John Richardson writes: Re. “How can ASIC police the banks when it has been gutted?“, yesterday. Scott Morrison, Josh Frydenberg and Peter Dutton weren’t the only members of Tony Turnbull’s disaster-management team on hand this past week trying to explain-away the racketeering that has become a feature of Australia’s banking sector in recent years. Up front and ugly was another of the coalition’s usual suspects, leading baby-faced Liberal head-kicker & knuckle-dragger Steve Ciobo.

According to Steve’s well-rehearsed spiel:

“We have had so many inquiries into the banking sector over the last 20 years … there are volumes and volumes and volumes of reports, inquiries, recommendations … ah, that sit on shelves gathering dust … the point is though, that we are talking about a sector that has a tough cop on the beat in terms of ASIC; it’s already got regulation in terms of APRA, it’s already got close scrutiny by the Australian Competition & Consumer Commission. We’ve got an Ombudsman that also has oversight over the industry …”

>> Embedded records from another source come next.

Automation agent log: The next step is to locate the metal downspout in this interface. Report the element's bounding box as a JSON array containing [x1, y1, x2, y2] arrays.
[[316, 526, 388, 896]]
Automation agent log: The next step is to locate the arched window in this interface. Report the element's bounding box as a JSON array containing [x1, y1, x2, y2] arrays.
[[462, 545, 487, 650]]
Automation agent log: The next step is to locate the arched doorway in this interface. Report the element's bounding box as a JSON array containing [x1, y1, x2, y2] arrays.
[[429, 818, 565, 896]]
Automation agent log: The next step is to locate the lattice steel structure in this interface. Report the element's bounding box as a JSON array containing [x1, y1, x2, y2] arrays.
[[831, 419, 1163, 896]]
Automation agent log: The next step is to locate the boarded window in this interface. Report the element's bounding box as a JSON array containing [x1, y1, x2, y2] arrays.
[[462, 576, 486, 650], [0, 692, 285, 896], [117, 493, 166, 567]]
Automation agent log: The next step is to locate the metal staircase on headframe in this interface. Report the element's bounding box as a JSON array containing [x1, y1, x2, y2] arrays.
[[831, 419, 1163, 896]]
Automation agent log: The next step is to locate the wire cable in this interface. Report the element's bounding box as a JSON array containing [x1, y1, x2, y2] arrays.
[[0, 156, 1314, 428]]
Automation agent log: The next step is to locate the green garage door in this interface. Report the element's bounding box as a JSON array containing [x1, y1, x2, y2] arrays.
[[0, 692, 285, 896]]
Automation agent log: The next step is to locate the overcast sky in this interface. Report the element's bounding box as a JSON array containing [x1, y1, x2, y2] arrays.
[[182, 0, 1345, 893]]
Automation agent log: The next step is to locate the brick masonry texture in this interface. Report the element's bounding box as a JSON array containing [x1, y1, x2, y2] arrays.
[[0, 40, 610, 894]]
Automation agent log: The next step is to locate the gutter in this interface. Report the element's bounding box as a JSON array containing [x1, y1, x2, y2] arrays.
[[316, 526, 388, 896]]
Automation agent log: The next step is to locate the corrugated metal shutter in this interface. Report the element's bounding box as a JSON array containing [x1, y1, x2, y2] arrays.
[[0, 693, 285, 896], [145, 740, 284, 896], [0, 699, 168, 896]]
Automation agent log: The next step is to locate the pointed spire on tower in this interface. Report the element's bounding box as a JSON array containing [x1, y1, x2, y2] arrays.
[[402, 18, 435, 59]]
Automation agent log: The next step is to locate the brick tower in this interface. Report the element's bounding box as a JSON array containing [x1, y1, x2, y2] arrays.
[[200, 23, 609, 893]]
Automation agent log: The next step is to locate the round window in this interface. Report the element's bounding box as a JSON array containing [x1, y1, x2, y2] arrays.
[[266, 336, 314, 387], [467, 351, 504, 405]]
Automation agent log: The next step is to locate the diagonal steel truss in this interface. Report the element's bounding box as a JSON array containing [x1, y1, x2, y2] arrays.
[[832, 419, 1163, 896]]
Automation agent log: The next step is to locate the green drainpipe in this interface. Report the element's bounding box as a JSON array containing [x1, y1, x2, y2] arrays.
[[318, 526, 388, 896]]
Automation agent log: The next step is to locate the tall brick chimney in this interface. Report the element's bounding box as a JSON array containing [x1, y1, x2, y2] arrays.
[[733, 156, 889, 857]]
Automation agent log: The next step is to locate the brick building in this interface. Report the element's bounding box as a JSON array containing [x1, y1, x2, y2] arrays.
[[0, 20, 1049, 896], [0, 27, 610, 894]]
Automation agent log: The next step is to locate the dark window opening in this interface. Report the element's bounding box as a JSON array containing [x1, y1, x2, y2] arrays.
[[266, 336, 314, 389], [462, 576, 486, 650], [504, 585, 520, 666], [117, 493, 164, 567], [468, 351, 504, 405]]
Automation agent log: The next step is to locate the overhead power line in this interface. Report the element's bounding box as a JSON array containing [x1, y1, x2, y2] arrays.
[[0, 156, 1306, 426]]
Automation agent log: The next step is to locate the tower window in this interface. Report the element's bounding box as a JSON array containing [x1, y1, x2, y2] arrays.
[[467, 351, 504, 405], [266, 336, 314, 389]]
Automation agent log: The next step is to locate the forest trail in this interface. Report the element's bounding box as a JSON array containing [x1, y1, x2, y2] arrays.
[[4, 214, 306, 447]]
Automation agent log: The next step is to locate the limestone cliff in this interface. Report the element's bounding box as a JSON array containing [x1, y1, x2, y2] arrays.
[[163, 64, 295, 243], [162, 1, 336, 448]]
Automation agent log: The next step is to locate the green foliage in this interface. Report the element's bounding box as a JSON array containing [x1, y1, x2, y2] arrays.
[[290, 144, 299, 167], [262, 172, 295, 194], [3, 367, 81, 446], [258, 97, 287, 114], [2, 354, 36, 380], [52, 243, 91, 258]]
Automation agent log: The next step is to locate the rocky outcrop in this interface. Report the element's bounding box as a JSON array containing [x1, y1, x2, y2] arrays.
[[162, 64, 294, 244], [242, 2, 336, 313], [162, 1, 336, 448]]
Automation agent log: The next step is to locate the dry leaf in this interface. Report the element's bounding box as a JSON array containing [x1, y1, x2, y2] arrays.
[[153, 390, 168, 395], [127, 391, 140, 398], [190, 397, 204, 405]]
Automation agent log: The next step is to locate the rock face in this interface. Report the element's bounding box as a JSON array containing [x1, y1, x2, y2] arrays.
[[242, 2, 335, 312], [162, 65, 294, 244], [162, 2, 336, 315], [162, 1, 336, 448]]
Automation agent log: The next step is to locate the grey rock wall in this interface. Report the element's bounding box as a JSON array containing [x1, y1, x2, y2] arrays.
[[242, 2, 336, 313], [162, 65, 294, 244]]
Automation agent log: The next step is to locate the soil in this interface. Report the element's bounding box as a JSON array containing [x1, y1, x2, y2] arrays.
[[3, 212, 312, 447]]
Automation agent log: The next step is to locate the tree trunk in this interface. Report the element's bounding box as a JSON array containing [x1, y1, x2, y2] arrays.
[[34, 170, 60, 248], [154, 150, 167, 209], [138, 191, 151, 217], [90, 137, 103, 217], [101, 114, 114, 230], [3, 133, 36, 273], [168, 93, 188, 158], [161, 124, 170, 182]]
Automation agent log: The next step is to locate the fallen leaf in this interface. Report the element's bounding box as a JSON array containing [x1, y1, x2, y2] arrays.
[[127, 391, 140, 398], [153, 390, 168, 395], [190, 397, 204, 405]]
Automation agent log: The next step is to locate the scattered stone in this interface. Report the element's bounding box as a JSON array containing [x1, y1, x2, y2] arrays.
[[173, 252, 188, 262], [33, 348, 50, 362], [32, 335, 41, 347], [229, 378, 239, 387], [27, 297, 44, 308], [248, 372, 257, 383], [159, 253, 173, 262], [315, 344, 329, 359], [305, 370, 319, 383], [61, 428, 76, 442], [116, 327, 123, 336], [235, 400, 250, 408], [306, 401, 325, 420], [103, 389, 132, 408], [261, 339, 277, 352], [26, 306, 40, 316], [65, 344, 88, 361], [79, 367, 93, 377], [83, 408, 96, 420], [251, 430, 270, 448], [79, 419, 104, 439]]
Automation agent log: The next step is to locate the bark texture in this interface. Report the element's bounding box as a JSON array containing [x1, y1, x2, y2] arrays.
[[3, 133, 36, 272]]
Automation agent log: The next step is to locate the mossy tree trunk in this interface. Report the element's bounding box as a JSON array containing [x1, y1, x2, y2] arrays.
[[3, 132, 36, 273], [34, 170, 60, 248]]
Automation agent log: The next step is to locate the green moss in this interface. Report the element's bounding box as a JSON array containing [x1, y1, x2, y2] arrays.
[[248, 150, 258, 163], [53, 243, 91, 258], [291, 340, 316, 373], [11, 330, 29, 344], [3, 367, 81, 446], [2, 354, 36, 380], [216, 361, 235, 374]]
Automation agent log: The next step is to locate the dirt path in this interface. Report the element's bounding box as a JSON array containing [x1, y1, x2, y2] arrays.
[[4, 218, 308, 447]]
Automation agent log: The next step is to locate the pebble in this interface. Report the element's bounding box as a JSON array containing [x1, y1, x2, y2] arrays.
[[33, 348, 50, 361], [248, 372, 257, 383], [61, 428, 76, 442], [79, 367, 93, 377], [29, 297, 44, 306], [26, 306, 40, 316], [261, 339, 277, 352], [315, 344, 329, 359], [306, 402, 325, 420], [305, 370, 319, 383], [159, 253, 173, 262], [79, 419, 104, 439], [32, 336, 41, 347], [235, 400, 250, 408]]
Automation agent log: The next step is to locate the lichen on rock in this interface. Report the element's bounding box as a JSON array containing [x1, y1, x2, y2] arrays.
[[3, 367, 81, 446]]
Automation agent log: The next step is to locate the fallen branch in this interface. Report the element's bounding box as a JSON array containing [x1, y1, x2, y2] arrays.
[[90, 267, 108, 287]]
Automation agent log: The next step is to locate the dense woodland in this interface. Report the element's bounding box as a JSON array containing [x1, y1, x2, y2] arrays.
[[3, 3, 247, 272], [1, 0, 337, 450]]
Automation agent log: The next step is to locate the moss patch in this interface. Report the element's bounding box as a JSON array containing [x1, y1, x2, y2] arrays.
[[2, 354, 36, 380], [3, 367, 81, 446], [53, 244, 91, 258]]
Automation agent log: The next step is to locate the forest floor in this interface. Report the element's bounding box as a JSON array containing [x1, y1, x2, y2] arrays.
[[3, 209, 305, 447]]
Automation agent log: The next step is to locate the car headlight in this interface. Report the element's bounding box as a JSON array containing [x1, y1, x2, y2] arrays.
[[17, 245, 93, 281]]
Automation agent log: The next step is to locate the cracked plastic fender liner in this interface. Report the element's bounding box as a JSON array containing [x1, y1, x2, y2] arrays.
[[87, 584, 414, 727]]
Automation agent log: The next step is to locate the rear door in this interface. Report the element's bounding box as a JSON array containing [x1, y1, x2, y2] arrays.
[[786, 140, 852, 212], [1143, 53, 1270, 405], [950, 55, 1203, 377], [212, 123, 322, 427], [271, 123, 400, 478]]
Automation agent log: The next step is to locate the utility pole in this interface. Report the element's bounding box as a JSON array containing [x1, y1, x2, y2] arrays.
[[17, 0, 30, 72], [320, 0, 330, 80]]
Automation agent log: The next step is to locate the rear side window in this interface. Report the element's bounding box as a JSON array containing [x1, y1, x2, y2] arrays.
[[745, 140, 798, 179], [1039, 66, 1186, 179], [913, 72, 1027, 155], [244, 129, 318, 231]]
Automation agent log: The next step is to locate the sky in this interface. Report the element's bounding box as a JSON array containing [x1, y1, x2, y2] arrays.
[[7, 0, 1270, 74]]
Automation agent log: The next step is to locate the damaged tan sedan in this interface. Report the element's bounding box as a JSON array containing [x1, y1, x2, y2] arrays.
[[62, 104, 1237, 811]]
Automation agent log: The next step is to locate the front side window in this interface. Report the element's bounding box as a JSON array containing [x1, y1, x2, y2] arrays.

Steve once promised that the government would strip Australians of their citizenship if they said stupid things, but for some reason he’s still here. On a more serious note, Steve’s insightful tribute to the consistent failure of our politicians and the institutions allegedly established to protect society from the predations of this cabal of rotten swindlers, highlights exactly why a royal commission is required to put an end to their rotten racket.

Ian Hunt writes: Bernard is right: ASIC has powers to prosecute — which royal commissions do not have — but it does not have powers of investigation that a royal commission can have, partly because it is underfunded. It also should not investigate the question of whether it can do do the job it should, which a royal commission can do. So the government’s protests are just a smokescreen for their unwillingness to investigate the relation between the big banks and their customers, and whether customers have sufficient protection from the power that banks have over customers through the greater access to information they have.